Are there any different solutions to synchronisation than using locks? I've read lock-free synchronization at places, but some consider hiding the locks in containers to be lock-free, which I disagree with. you just don't explicitly use the locks yourself.

Lock-free algorithms typically involve using compare-and-swap (CAS) or similar CPU instructions that update some value in memory not only atomically, but also conditionally and with an indicator of success. That way you can code something like this:
1 do
2 {
3 current_value = the_varibale
4 new_value = ...some expression using current_value...
5 } while(!compare_and_swap(the_variable, current_value, new_value));
compare_and_swap() atomically checks whether the_variable's value is still current_value, and only if that's so will it update the_variable's value to new_value and return true
exact calling syntax will vary with the CPU, and may involve assembly language or system/compiler-provided wrapper functions (use the latter if available - there may be other compiler optimisations or issues that their usage restricts to safe behaviours); generally, check your docs
The significance is that when another thread updates the variable after the read on line 3 but before the CAS on line 5 attempts the update, the compare and swap instruction will fail because the state from which you're updating is not the one you used to calculate the desired target state. Such do/while loops can be said to "spin" rather than lock, as they go round and round the loop until CAS succeeds.
Crucially, your existing threading library can be expected to have a two-stage locking approach for mutex, read-write locks etc. involving:
First stage: spinning using CAS or similar (i.e. spin on { read the current value, if it's not set then cas(current = not set, new = set) }) - which means other threads doing a quick update often won't result in your thread swapping out to wait, and all the relatively time-consuming overheads associated with that.
The second stage is only used if some limit of loop iterations or elapsed time is exceeded: it asks the operating system to queue the thread until it knows (or at least suspects) the lock is free to acquire.
The implication of this is that if you're using a mutex to protect access to a variable, then you are unlikely to do any better by implementing your own CAS-based "mutex" to protect the same variable.
Lock free algorithms come into their own when you are working directly on a variable that's small enough to update directly with the CAS instruction itself. Instead of being...
get a mutex (by spinning on CAS, falling back on slower OS queue)
update variable
release mutex
...they're simplified (and made faster) by simply having the spin on CAS do the variable update directly. Of course, you may find the work to calculate new value from old painful to repeat speculatively, but unless there's a LOT of contention you're not wasting that effort often.
This ability to update only a single location in memory has far-reaching implications, and work-arounds can require some creativity. For example, if you had a container using lock-free algorithms, you may decide to calculate a potential change to an element in the container, but can't sync that with updating a size variable elsewhere in memory. You may need to live without size, or be able to use an approximate size where you do a CAS-spin to increment or decrement the size later, but any given read of size may be slightly wrong. You may need to merge two logically-related data structures - such as a free list and the element-container - to share an index, then bit-pack the core fields for each into the same atomically-sized word at the start of each record. These kinds of data optimisations can be very invasive, and sometimes won't get you the behavioural characteristics you'd like. Mutexes et al are much easier in this regard, and at least you know you won't need a rewrite to mutexes if requirements evolve just that step too far. That said, clever use of a lock-free approach really can be adequate for a lot of needs, and yield a very gratifying performance and scalability improvement.
A core (good) consequence of lock-free algorithms is that one thread can't be holding the mutex then happen to get swapped out by the scheduler, such that other threads can't work until it resumes; rather - with CAS - they can spin safely and efficiently without an OS fallback option.
Things that lock free algorithms can be good for include updating usage/reference counters, modifying pointers to cleanly switch the pointed-to data, free lists, linked lists, marking hash-table buckets used/unused, and load-balancing. Many others of course.
As you say, simply hiding use of mutexes behind some API is not lock free.

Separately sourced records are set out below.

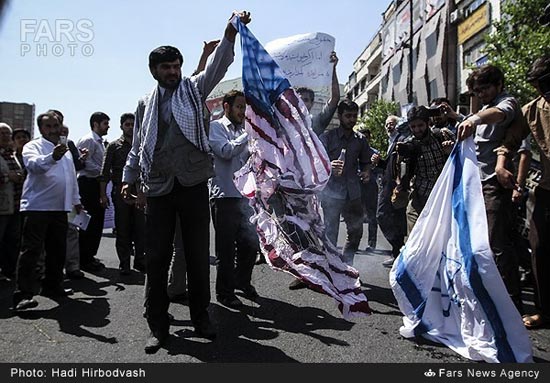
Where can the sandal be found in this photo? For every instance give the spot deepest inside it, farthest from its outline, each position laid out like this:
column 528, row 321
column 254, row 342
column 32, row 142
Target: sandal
column 533, row 321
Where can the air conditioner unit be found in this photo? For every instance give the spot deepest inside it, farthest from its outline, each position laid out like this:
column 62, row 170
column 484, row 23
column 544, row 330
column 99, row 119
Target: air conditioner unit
column 456, row 16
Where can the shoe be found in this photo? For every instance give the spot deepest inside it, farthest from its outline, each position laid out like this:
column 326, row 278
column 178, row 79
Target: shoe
column 534, row 321
column 182, row 298
column 57, row 292
column 526, row 279
column 231, row 302
column 75, row 274
column 154, row 343
column 260, row 259
column 205, row 329
column 92, row 266
column 297, row 284
column 249, row 292
column 25, row 304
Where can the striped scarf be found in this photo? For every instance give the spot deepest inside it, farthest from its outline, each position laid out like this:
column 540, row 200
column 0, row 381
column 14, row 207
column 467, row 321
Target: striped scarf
column 287, row 167
column 187, row 109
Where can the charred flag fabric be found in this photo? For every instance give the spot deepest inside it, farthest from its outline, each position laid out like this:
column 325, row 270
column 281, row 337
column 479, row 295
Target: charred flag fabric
column 445, row 279
column 288, row 165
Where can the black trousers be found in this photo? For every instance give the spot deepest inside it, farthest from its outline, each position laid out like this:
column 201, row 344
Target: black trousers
column 42, row 230
column 236, row 244
column 498, row 203
column 90, row 238
column 539, row 237
column 352, row 212
column 191, row 205
column 130, row 231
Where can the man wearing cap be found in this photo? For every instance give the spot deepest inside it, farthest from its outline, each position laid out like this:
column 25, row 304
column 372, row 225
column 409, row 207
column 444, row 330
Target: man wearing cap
column 171, row 154
column 537, row 122
column 426, row 151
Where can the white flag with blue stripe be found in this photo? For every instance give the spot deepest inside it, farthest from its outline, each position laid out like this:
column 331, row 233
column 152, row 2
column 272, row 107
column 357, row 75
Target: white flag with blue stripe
column 445, row 280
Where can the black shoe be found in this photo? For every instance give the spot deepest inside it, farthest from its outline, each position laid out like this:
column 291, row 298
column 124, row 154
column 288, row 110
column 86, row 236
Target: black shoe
column 92, row 266
column 297, row 284
column 180, row 298
column 260, row 260
column 27, row 303
column 205, row 329
column 154, row 343
column 57, row 292
column 232, row 302
column 124, row 271
column 75, row 274
column 249, row 292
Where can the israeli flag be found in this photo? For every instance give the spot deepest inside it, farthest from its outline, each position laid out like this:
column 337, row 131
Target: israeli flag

There are a lot of different approaches to synchronization. There are various variants of message-passing (for example, CSP) or transactional memory.
Both of these may be implemented using locks, but that's an implementation detail.
And then of course, for some purposes, there are lock-free algorithms or data-structures, which make do with just a few atomic instructions (such as compare-and-swap), but this isn't really a general-purpose replacement for locks.

There are several implementations of some data structures, which can be implemented in a lock free configuration. For example, the producer/consumer pattern can often be implemented using lock-free linked list structures.
However, most lock-free solutions require significant thought on the part of the person designing the specific program/specific problem domain. They aren't generally applicable for all problems. For examples of such implementations, take a look at Intel's Threading Building Blocks library.
Most important to note is that no lock-free solution is free. You're going to give something up to make that work, at the bare minimum in implementation complexity, and probably performance in scenarios where you're running on a single core (for example, a linked list is MUCH slower than a vector). Make sure you benchmark before using lock free on the base assumption that it would be faster.
Side note: I really hope you're not using condition variables, because there's no way to ensure that their access operates as you wish in C and C++.

Yet another library to add to your reading list: Fast Flow
What's interesting in your case is that they are based on lock-free queues. They have implemented a simple lock-free queue and then have built more complex queues out of it.
And since the code is free, you can peruse it and get the code for the lock-free queue, which is far from trivial to get right.

Related

When is std::shared_timed_mutex slower than std::mutex and when (not) to use it?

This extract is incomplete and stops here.